Violation of $γ$ in Brans-Dicke gravity

Abstract: The Brans Class I solution in Brans-Dicke gravity is a staple in the study of gravitational theories beyond General Relativity. Discovered in 1961, it describes the exterior vacuum of a spherical Brans-Dicke star and is characterized by two adjustable parameters. Surprisingly, the relationship between these parameters and the properties of the star has not been rigorously established. In this Proceeding, we bridge this gap by deriving $\textit{the}$ complete exterior solution of Brans Class I, expressed in terms of the total energy and total pressure of the spherisymmetric gravity source. The solution allows for the $\textit{exact}$ derivation of $\textit{all}$ post-Newtonian parameters in Brans-Dicke gravity for far field regions of a spherical source. Particularly for the $\gamma$ parameter, instead of the conventional result $\gamma_{\,\text{PPN}}=\frac{\omega+1}{\omega+2}$, we obtain the analytical expression $\gamma_{\,\text{exact}}=\frac{\omega+1+(\omega+2)\,\Theta}{\omega+2+(\omega+1)\,\Theta}$ where $\Theta$ is the ratio of the total pressure $P_{\parallel}^{}+2P_{\perp}^{}$ and total energy $E^{*}$ contained within the mass source.
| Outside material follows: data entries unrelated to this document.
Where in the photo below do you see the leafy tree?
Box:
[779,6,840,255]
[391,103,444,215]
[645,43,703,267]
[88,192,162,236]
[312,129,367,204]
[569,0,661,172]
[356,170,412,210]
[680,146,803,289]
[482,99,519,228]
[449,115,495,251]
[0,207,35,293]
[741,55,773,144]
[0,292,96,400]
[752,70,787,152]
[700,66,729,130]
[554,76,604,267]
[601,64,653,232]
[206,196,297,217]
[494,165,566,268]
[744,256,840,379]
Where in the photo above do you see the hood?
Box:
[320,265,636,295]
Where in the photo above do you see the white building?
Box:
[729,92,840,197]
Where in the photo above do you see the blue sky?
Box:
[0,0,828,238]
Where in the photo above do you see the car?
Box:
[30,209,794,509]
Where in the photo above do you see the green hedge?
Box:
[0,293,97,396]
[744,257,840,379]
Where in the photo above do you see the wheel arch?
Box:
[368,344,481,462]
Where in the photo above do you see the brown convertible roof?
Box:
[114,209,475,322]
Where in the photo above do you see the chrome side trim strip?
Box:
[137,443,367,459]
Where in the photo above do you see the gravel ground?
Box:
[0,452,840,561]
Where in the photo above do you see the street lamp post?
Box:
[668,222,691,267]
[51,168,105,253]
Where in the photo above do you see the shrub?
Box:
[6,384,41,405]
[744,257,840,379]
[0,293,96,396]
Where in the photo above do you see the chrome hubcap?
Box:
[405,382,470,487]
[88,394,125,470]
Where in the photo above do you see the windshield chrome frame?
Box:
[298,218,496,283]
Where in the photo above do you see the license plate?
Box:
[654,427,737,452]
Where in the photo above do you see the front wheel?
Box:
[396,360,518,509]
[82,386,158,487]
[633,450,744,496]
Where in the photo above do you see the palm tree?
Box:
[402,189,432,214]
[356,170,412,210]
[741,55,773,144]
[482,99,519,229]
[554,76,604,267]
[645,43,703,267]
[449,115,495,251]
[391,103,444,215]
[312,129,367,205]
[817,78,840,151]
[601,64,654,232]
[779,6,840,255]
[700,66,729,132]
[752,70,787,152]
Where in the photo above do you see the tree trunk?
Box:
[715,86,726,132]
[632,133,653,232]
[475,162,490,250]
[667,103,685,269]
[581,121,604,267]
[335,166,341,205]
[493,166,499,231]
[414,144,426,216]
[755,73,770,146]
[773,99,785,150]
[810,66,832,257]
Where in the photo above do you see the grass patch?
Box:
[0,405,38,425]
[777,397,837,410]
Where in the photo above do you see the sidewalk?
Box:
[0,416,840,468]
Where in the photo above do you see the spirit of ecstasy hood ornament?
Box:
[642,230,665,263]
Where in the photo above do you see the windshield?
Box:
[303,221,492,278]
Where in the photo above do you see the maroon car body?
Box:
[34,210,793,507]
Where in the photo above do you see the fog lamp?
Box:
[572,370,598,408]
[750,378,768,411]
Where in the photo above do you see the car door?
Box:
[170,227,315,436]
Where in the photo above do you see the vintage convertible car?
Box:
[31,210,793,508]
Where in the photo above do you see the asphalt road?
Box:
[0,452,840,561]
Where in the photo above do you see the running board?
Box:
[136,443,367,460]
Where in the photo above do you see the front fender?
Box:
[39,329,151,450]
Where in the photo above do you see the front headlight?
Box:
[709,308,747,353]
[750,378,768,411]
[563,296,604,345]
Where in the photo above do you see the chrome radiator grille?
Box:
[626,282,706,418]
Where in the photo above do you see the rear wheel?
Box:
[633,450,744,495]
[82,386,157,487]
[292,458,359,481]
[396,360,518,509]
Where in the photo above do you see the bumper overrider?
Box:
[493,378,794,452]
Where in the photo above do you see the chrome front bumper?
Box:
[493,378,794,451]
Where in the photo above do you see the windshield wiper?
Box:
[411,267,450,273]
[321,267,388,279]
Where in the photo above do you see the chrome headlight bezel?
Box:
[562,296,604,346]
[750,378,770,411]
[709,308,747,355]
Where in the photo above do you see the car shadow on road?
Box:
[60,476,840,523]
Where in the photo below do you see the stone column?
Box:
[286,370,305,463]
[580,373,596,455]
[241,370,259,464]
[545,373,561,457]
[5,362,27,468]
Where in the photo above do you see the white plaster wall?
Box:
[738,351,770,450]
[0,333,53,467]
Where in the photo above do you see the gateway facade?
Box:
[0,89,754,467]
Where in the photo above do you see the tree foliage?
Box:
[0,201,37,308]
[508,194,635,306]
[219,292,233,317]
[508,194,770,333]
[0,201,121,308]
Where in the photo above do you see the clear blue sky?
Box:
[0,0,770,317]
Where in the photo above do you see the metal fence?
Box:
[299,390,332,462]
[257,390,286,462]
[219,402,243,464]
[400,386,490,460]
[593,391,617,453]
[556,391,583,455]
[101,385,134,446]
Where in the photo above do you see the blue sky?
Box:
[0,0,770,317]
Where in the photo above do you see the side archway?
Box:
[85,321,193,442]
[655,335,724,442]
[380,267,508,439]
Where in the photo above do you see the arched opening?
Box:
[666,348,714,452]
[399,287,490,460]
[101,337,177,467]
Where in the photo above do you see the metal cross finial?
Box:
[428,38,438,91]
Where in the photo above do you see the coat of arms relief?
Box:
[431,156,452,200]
Our $\textit{non-perturbative}$ $\gamma$ formula is valid for all field strengths and types of matter comprising the mass source. Consequently, observational constraints on $\gamma$ thus set $\textit{joint}$ bounds on $\omega$ and $\varTheta$, with the latter representing a global characteristic of the mass source. More broadly, our formula highlights the importance of pressure (when $\varTheta\neq0$) in spherical Brans-Dicke stars, and potentially in stars within other modified theories of gravitation.